Così ho riscritto in parte certe descrizioni. L’ho fatto con sconcerto all’inizio. Con rabbia e cattiveria. Con un sottile, intimo, apprezzamento di me anche.
Il maestro si voltò un’altra volta verso il suo interlocutore, come per dire qualcosa. Poi riprese il passo.
“Le dicevo che io non ho altre prove oltre la mia parola. Spero solo che lei voglia leggermi in queste poche pagine”
“La traduzione… La traduzione quanto le è costata?”
“12 dollari, maestro…E non sono sicuro che rendano questa uguaglianza. Questa sovrapposizione… Io voglio chiamarla così”.

Lovecraft si disse ancora una volta quanto complicata fosse la sua missione.. Farsi credere abbastanza da farsi leggere. Sperare che il traduttore avesse fatto bene il suo lavoro.
Sì, l’interprete: aveva contattato Paco de Los Rios, un ex burocrate messicano in esilio volontario, direttamente nella sua casa del barrio a New York. Il profugo, travolto una quindicina di anni prima dalle orde di Pancho Villa era simpatico e loquace, aveva preso i suoi fogli e si era fatto dare 12 dollari.
Gli mancavano tre dita della mano destra. Nel quartiere raccontavano che gliele avesse fatte saltare direttamente “El Gèneral” Rodolfo Fierro durante un interrogatorio.
Una settimana dopo era tornato a riprendere la sua cartella di pelle scura. La stessa che ora consegnava nelle mani dell’architetto.
Los Rios lo aveva guardato sorridente e aveva sussurrato “Loco Ammericano”, mentre Howard già non c’era più, col naso infossato in quella bella calligrafia da contabile mancino.
Come se ci potesse capire qualcosa, in quel periodare arrotondato.
In quel fiorire di “esse” e di “cedille” ermetiche.

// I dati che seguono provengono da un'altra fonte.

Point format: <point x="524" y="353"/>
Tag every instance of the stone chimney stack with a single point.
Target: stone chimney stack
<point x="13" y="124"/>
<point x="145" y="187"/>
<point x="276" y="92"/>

Davanti all’albergo, ai piedi della scalinata Antoni Gaudi, col plico di Howard sotto il braccio, si fermò, aggrottando la fronte.
“Bene signor Howard io mi fermo qui. La sua è stata una conoscenza…Una conoscenza sconcertante. Mi scusi ma non trovo aggettivi diversi. Più ospitali”.
“Master Gaudì, troverà i miei recapiti in calce all’ultima pagina. Non spero che mi scriva. Spero solo che mi legga”
“La leggerò fra poco – annuì per la prima volta bonario – ho un paio d’ore prima del convegno di stasera.
Lei è stato invadente e maleducato, signor Howard.
Nondimeno qualche volta è giusto dare un occasione alla forma. Un occasione per svincolarsi dai canoni. Siano anche quelli dei gentiluomini”.
“Domani mattina – si congedò Lovecraft – sarò in treno per Le Havre. Mi aspetta un lungo viaggio in nave per New York”
“Buon viaggio allora” sorrise l’architetto toccandosi la falda del cappello
“Grazie…Grazie per tutto” Sussurrò l’americano.

“Un dollaro per sapere cosa leggerai nelle prossime ore” pensò Howard mentre vide scomparire Gaudì fra le porte ottonate dell’hotel.
Era l’ultimo dollaro che gli era rimasto in tasca.